MADISON, WI (WTAQ) - The Wisconsin Senate’s Republican leader said it might have been illegal for United Wisconsin to get people to commit to signing recall petitions against Governor Scott Walker.
The group says over 200,000 people have signed pledges – and Scott Fitzgerald says it amounts to gathering recall signatures outside of the 60-day time period required by state law.
The state Government Accountability Board would be the one to decide if the commitment pledges were legal or not. Board attorney Mike Haas said it could be part of the process of evaluating the petition signatures themselves.
State Democrats said they would join United Wisconsin in organizing the attempt to recall the Republican Walker.
The Milwaukee Journal Sentinel said many Democrats wanted a recall election at the same time as the November presidential vote in 2012. But the party agreed to join with United Wisconsin and other grassroots organizations, to give the effort a greater chance to succeed.

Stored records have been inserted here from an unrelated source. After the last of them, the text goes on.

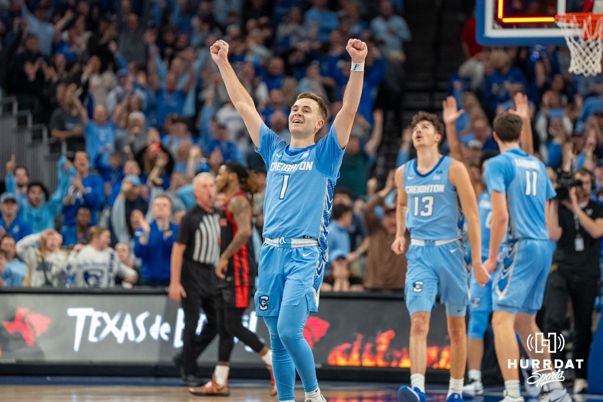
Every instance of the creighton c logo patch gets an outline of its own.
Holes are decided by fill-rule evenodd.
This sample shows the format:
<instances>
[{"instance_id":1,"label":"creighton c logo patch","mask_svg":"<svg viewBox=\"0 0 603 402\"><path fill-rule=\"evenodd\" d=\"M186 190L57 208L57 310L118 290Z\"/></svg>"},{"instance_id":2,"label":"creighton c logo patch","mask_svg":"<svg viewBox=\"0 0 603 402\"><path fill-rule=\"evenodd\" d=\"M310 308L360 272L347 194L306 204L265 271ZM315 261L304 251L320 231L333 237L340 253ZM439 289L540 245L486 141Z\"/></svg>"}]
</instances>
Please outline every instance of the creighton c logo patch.
<instances>
[{"instance_id":1,"label":"creighton c logo patch","mask_svg":"<svg viewBox=\"0 0 603 402\"><path fill-rule=\"evenodd\" d=\"M423 292L423 285L425 284L421 281L417 281L412 284L413 292Z\"/></svg>"},{"instance_id":2,"label":"creighton c logo patch","mask_svg":"<svg viewBox=\"0 0 603 402\"><path fill-rule=\"evenodd\" d=\"M257 298L257 301L259 302L260 310L262 311L265 311L268 310L268 306L270 304L268 302L268 297L265 295L262 295Z\"/></svg>"}]
</instances>

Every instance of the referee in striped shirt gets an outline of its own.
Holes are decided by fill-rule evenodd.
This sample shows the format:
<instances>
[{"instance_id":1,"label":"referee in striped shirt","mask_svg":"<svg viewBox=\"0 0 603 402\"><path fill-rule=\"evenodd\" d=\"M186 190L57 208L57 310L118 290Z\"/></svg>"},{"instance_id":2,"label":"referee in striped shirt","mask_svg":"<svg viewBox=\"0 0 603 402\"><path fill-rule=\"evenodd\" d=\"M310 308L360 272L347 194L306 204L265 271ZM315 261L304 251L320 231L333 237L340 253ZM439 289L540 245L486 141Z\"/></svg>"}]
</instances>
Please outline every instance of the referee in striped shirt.
<instances>
[{"instance_id":1,"label":"referee in striped shirt","mask_svg":"<svg viewBox=\"0 0 603 402\"><path fill-rule=\"evenodd\" d=\"M213 176L200 173L193 180L197 205L182 218L172 248L169 298L180 302L185 313L181 357L183 385L197 386L197 359L218 333L212 298L214 269L220 255L219 215L214 210L216 184ZM195 333L202 307L207 322ZM180 360L178 362L177 360Z\"/></svg>"}]
</instances>

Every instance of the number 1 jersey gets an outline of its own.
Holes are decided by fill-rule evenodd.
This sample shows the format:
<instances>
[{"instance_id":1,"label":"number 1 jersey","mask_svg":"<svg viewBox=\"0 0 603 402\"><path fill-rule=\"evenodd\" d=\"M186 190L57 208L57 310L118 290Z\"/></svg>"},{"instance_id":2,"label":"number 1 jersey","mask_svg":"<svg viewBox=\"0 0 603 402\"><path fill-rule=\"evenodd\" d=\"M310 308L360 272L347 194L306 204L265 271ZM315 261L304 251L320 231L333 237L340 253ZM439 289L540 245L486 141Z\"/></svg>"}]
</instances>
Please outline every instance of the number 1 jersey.
<instances>
[{"instance_id":1,"label":"number 1 jersey","mask_svg":"<svg viewBox=\"0 0 603 402\"><path fill-rule=\"evenodd\" d=\"M317 239L327 248L333 190L344 150L335 128L316 144L292 148L262 124L256 151L266 162L263 235L267 239Z\"/></svg>"},{"instance_id":2,"label":"number 1 jersey","mask_svg":"<svg viewBox=\"0 0 603 402\"><path fill-rule=\"evenodd\" d=\"M417 170L417 159L404 165L408 196L406 228L418 240L448 240L463 234L464 216L456 187L448 178L452 158L443 155L426 174Z\"/></svg>"}]
</instances>

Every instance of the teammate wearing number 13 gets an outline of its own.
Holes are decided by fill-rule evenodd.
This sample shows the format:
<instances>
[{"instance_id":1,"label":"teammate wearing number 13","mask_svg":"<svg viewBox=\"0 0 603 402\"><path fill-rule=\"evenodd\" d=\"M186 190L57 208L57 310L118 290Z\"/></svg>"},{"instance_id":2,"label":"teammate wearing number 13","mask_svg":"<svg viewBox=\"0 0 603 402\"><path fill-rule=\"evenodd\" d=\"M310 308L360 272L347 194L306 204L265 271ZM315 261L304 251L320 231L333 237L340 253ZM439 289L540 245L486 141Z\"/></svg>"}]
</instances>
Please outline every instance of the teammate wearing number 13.
<instances>
[{"instance_id":1,"label":"teammate wearing number 13","mask_svg":"<svg viewBox=\"0 0 603 402\"><path fill-rule=\"evenodd\" d=\"M490 275L482 265L477 201L465 165L438 151L443 131L437 116L420 112L412 121L417 158L396 172L398 187L397 230L391 248L406 249L408 228L411 244L405 300L411 315L409 353L411 386L398 391L400 402L425 402L427 335L437 294L446 304L450 338L450 379L447 402L462 401L467 359L465 314L469 300L469 271L463 242L463 217L469 225L476 281L484 286Z\"/></svg>"},{"instance_id":2,"label":"teammate wearing number 13","mask_svg":"<svg viewBox=\"0 0 603 402\"><path fill-rule=\"evenodd\" d=\"M327 119L324 101L300 95L291 107L290 146L269 129L228 61L228 43L210 48L229 96L241 113L256 151L266 162L264 236L258 267L256 310L270 333L279 400L293 402L295 370L305 402L324 402L312 350L302 334L310 312L318 310L327 260L327 226L333 189L362 91L366 43L350 39L350 78L341 111L326 136L315 143Z\"/></svg>"}]
</instances>

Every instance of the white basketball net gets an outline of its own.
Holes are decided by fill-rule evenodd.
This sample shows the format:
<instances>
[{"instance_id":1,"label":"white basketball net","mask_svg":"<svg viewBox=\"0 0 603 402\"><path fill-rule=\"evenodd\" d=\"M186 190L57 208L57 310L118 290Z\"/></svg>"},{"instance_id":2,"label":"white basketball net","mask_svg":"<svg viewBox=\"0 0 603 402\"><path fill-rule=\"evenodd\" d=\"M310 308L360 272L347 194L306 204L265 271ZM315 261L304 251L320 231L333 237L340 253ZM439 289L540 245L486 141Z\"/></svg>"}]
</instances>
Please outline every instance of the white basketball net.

A petition drive begins November 15th, but the election dates hinge on the time it takes for the Accountability Board to check the validity of the signatures – as well as any legal challenges.
United Wisconsin board member Ryan Lawler said the group wants the election as soon as possible to take advantage of momentum from the summer recall elections, and the ongoing John Doe probe into alleged illegal campaigning by Walker’s former Milwaukee County executive staff.
The GOP accuses the Democrats of trying to create political chaos when struggling families need help. But Lawler said it was Walker who created the chaos, by pushing through the law which virtually ends collective bargaining for most public unions.